The Securities and Exchange Commission has issued yet another multimillion dollar penalty over alleged violations related to mutual fund share class selection and 12b-1 fees, again without requiring the defendant to admit the findings.

The latest target is Private Advisor Group, which allegedly invested some of its clients’ assets in higher-cost mutual fund share classes despite less costly ones being available, without disclosing the conflicts of interest involved, according to an administrative proceeding document the SEC published last week.

Since at least 2014, PAG and its investment advisor representatives allegedly avoided transaction fees for wrap client transactions by putting clients’ funds in share classes from a no-transaction fee program offered by its clearing firm, some of which charged 12b-1 fees, the regulator says.

As a result of failing to put clients investments into mutual fund share classes that were more favorable to them, meanwhile, the company also breached its duty of care, including its duty to seek best execution, according to the document.
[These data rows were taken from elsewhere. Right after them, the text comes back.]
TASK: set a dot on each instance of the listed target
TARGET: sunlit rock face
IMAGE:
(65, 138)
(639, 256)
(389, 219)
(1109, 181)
PAG agreed to a cease-and-desist order and a censure and to pay a $5.8 million civil penalty that will be used to distributed to the allegedly affect advisory clients, without admitting or denying the findings.

The company had around $34 billion in regulatory assets under management, according to its Form ADV filed on April 1, the SEC says.
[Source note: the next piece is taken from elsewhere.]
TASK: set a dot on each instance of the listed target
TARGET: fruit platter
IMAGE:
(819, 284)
Revenue-sharing arrangements and mutual fund share class selection has been in the SEC’s crosshairs for several years now.
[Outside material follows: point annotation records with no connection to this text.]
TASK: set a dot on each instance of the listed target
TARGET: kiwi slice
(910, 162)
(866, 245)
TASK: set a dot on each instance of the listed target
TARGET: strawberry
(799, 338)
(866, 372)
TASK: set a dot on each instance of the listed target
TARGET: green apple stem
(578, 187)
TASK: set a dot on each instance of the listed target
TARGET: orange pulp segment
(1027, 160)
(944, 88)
In 2018, the regulator rolled out a self-reporting amnesty program related to revenue-sharing and conflicts of interest disclosures, which resulted in around $140 million being returned to investors by the time it ended in April 2020.

Since then, the SEC has been reaching multimillion dollar settlements and fining companies thousands of dollars over alleged revenue sharing and share class violations.

Last month, the SEC went after an individual investment advisor over allegations that his advisory firm received 12b-1 fees and sales loads commissions without full disclosure to clients about the inherent conflicts of interest.

In the vast majority of these cases, the defendants agreed to the sanctions, regardless of their size, without admitting or denying the findings — including since October last year, when Gurbir Grewal, director of the Division of Enforcement, promised that the regulator would, “in appropriate circumstances, be requiring admissions in cases where heightened accountability and acceptance of responsibility are in the public interest.”